Billboard and American Songwriter ranked "I Don't Want This Night to End" at number four and number one, respectively, on their lists of the 10 greatest Luke Bryan songs.

==Music video==
The music video was directed by Shaun Silva and premiered on November 8, 2011. Bryan portrays a country music star who falls for a new girl (played by actress Cameron Richardson) while he is home from the road. The video is a prequel to the music video for "Drunk On You" which was later released as a single.

==Commercial performance==
"I Don't Want This Night to End" debuted at number 44 on the U.S. Billboard Hot Country Songs chart for the week of September 17, 2011. It debuted at number 90 on the U.S. Billboard Hot 100 chart for the week of October 15, 2011. The song was certified seven times platinum by the RIAA on November 7, 2025. As of August 2015, the song has sold 2,730,000 copies in the US.

It debuted at number 80 on Canadian Hot 100 chart for the week of November 5, 2011.

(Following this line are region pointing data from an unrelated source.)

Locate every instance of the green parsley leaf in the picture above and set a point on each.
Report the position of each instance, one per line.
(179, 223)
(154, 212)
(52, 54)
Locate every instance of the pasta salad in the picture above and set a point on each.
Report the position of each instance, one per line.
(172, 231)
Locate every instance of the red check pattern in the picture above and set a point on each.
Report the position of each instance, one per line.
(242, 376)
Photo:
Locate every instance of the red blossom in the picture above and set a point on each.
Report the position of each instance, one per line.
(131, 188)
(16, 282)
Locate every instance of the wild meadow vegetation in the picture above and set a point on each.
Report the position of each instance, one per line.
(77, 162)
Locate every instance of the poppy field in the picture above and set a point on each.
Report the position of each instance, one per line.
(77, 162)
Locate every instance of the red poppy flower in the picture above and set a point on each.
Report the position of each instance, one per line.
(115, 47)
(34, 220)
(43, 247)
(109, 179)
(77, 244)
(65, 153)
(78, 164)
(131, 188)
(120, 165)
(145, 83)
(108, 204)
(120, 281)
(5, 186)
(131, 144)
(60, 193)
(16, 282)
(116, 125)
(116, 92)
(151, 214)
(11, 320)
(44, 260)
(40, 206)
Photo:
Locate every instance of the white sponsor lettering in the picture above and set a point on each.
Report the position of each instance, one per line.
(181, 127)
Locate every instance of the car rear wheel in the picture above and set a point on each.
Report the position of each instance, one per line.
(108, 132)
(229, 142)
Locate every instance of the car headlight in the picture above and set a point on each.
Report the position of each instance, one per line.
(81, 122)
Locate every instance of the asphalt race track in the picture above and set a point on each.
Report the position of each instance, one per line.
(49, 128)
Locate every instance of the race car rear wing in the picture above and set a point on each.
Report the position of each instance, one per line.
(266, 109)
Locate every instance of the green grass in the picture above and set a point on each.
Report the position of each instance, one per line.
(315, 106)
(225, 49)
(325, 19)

==Charts and certifications==

===Weekly charts===

| Chart (2011–2012) | Peak position |
|---|---|
| US Hot Country Songs (Billboard) | 1 |
| US Billboard Hot 100 | 22 |
| Canada Hot 100 (Billboard) | 48 |
| Canada Country (Billboard) | 1 |

===Year-end charts===

| Chart (2011) | Position |
|---|---|
| US Country Songs (Billboard) | 87 |

| Chart (2012) | Position |
|---|---|
| US Billboard Hot 100 | 93 |
| US Country Songs (Billboard) | 17 |

===Certifications===

| Region | Certification | Certified units/sales |
| Canada (Music Canada) | Platinum | 80,000^{*} |
| United States (RIAA) | 7× Platinum | 7,000,000^{‡} |
^{*} Sales figures based on certification alone. ^{‡} Sales+streaming figures based on certification alone.